Senate panel approves creation of competing spill commission
A key Senate panel delivered a rebuke to President Barack Obama Wednesday in approving the creation of a bipartisan oil spill commission that would effectively compete with his own.
Five Democrats joined all 10 Republicans on the Senate Energy and Natural Resources Committee in agreeing to create a new bipartisan panel whose members would mostly be appointed by Congress.
{mosads}The proposal — offered by Sen. John Barrasso (R-Wyo.) — would establish a commission of 10 whose members would be appointed equally by the two parties, with Obama naming the chair and congressional leaders selecting the vice chair and the remaining eight members.
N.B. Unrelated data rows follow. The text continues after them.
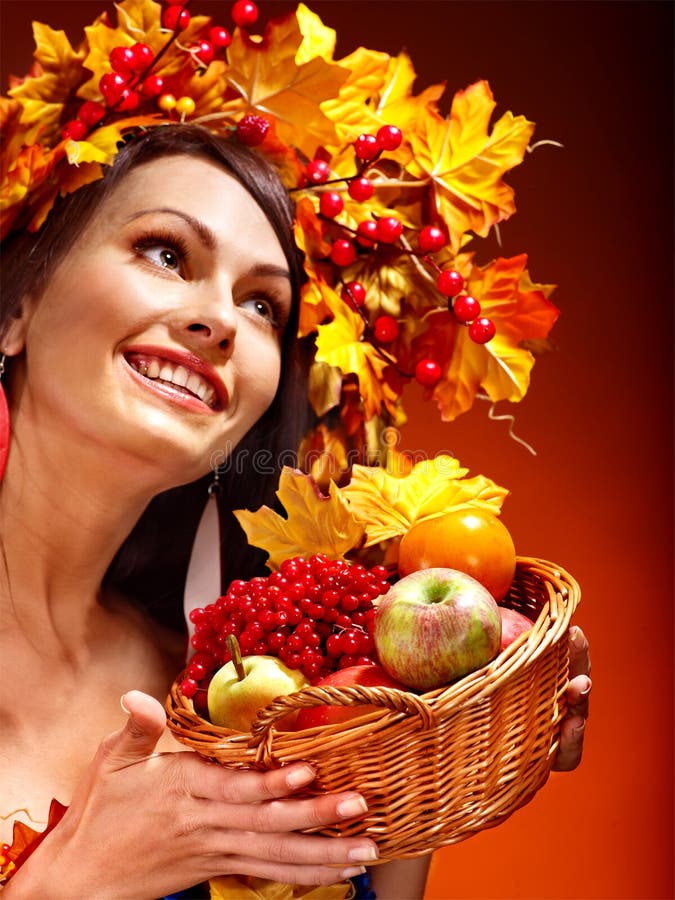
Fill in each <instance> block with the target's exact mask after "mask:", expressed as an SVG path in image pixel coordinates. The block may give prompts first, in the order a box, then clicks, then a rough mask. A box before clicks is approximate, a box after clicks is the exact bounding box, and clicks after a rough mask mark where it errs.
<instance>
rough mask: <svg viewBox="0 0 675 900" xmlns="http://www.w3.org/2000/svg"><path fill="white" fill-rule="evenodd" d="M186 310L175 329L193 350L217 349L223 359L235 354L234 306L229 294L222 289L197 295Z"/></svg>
mask: <svg viewBox="0 0 675 900" xmlns="http://www.w3.org/2000/svg"><path fill="white" fill-rule="evenodd" d="M197 294H198V296H197V298H196V300H195V302H194V303H191V304H190V306H189V308H186V309H184V310H183V312H182V314H181V315H180V317H179V321H178V323H177V324H178V327H179V329H180V330H181V331H182V333H183V334H184V335H187V336H188V338H189V341H190V343H191V344H193V345H194V346H195V347H201V348H207V347H208V348H214V347H218V349H219V350H221V352H222V353H224V354H225V355H226V356H231V355H232V353H233V351H234V340H235V336H236V333H237V315H236V307H235V305H234V303H233V301H232V294H231V291H229V290H227V289H223V288H221V289H220V290H218V291H213V292H208V293H207V292H200V291H199V288H197Z"/></svg>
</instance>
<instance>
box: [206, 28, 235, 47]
mask: <svg viewBox="0 0 675 900" xmlns="http://www.w3.org/2000/svg"><path fill="white" fill-rule="evenodd" d="M209 40H210V41H211V43H212V44H213V45H214V47H220V48H221V49H225V47H229V46H230V44H231V43H232V35H231V34H230V32H229V31H228V30H227V28H223V26H222V25H214V26H213V28H210V29H209Z"/></svg>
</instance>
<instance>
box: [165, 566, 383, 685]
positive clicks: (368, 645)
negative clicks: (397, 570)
mask: <svg viewBox="0 0 675 900" xmlns="http://www.w3.org/2000/svg"><path fill="white" fill-rule="evenodd" d="M388 589H389V583H388V582H387V570H386V568H385V567H384V566H374V567H373V568H372V569H366V568H365V567H364V566H362V565H360V564H358V563H357V564H354V565H349V564H348V563H346V562H344V561H343V560H331V559H329V558H328V557H327V556H325V555H324V554H322V553H317V554H315V555H313V556H311V557H310V558H309V559H304V558H303V557H294V558H293V559H288V560H286V561H285V562H283V563H282V565H281V568H280V569H279V571H278V572H273V573H272V574H271V575H268V576H266V577H259V578H253V579H251V580H250V581H233V582H232V584H231V585H230V587H229V589H228V591H227V593H226V594H225V595H224V596H223V597H220V598H219V599H218V600H217V601H216V602H215V603H211V604H209V606H205V607H199V608H197V609H193V610H192V612H191V613H190V621H191V622H192V623H193V624H194V634H193V636H192V638H191V644H192V647H193V648H194V651H195V653H194V655H193V656H192V658H191V660H190V663H189V665H188V668H187V671H186V673H185V679H184V680H183V681H182V682H181V691H182V693H183V694H184V695H185V696H186V697H194V696H195V694H196V693H197V691H198V690H199V689H200V688H205V687H206V686H207V685H208V681H209V680H210V678H211V677H212V675H213V674H214V672H215V671H216V670H217V669H219V668H220V666H222V665H224V664H225V663H226V662H227V661H228V660H229V659H230V652H229V650H228V648H227V636H228V634H234V635H235V636H236V638H237V639H238V641H239V646H240V648H241V653H242V656H251V655H255V654H264V655H269V656H277V657H278V658H279V659H280V660H281V661H282V662H283V663H285V664H286V665H287V666H288V667H289V668H291V669H300V670H301V672H302V673H303V675H305V677H306V678H307V679H308V680H310V681H313V682H314V681H318V680H319V679H321V678H323V677H325V676H326V675H328V674H329V673H330V672H333V671H335V670H336V669H339V668H344V667H345V666H353V665H367V664H369V663H374V662H375V661H376V659H375V645H374V643H373V637H372V633H373V620H374V618H375V608H374V606H373V600H374V599H375V598H376V597H379V596H380V595H381V594H384V593H386V592H387V591H388Z"/></svg>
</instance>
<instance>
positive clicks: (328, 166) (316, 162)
mask: <svg viewBox="0 0 675 900" xmlns="http://www.w3.org/2000/svg"><path fill="white" fill-rule="evenodd" d="M305 175H306V176H307V180H308V181H311V182H312V184H323V183H324V181H327V180H328V176H329V175H330V166H329V165H328V163H327V162H326V161H325V160H324V159H313V160H312V161H311V162H308V163H307V166H306V167H305Z"/></svg>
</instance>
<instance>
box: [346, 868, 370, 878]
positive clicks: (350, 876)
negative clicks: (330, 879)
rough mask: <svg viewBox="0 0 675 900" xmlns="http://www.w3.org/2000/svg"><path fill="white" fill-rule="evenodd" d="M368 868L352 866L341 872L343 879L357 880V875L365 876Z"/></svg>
mask: <svg viewBox="0 0 675 900" xmlns="http://www.w3.org/2000/svg"><path fill="white" fill-rule="evenodd" d="M365 874H366V867H365V866H350V867H349V868H348V869H343V870H342V871H341V872H340V877H341V878H356V876H357V875H365Z"/></svg>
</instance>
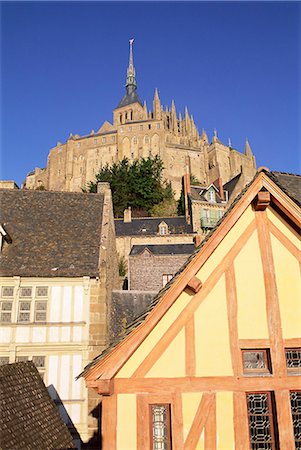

The commission would have subpoena power, which the Obama-appointed panel does not.
Barrasso said the newly proposed commission — which he said is modeled after the 9/11 Commission — is needed to provide a “truly unbiased bipartisan review” of offshore drilling in the wake of the Gulf of Mexico spill. Obama’s commission “appears to me to be stacked with people philosophically opposed to offshore drilling,” Barrasso said.
In particular, Republicans have criticized the selection of Natural Resources Defense Council President Frances Beinecke, a leading critic of offshore drilling.
But some Democrats raised concerns as well.
“I would suggest to my Democratic friends that if the shoe were on the other foot, and President Bush was the president and he had submitted a list of names like this to us and everyone was related to the defense of oil companies, we would say this is not fair,” Sen. Mary Landrieu (D-La.) said. “And I’m saying to my colleagues this is not fair.”
Sen. Jeanne Shaheen (D-N.H.) added, “If there are questions about the views of the presidential commission … then I would err on the side in saying let’s get another point of view on the issue.”
Obama by executive order on May 21 established a commission co-chaired by former Florida Sen. Bob Graham (D) and William Reilly, a Republican who headed EPA under former President George H.W. Bush, called the National Commission on the BP Deepwater Horizon Oil Spill and Offshore Drilling.
The administration has put a stop to deepwater offshore oil-and-gas drilling while the commission develops recommendations, which Reilly has suggested the commission may not finish until next year.
Barrasso’s amendment mandates that a new commission has 180 days to develop its recommendations.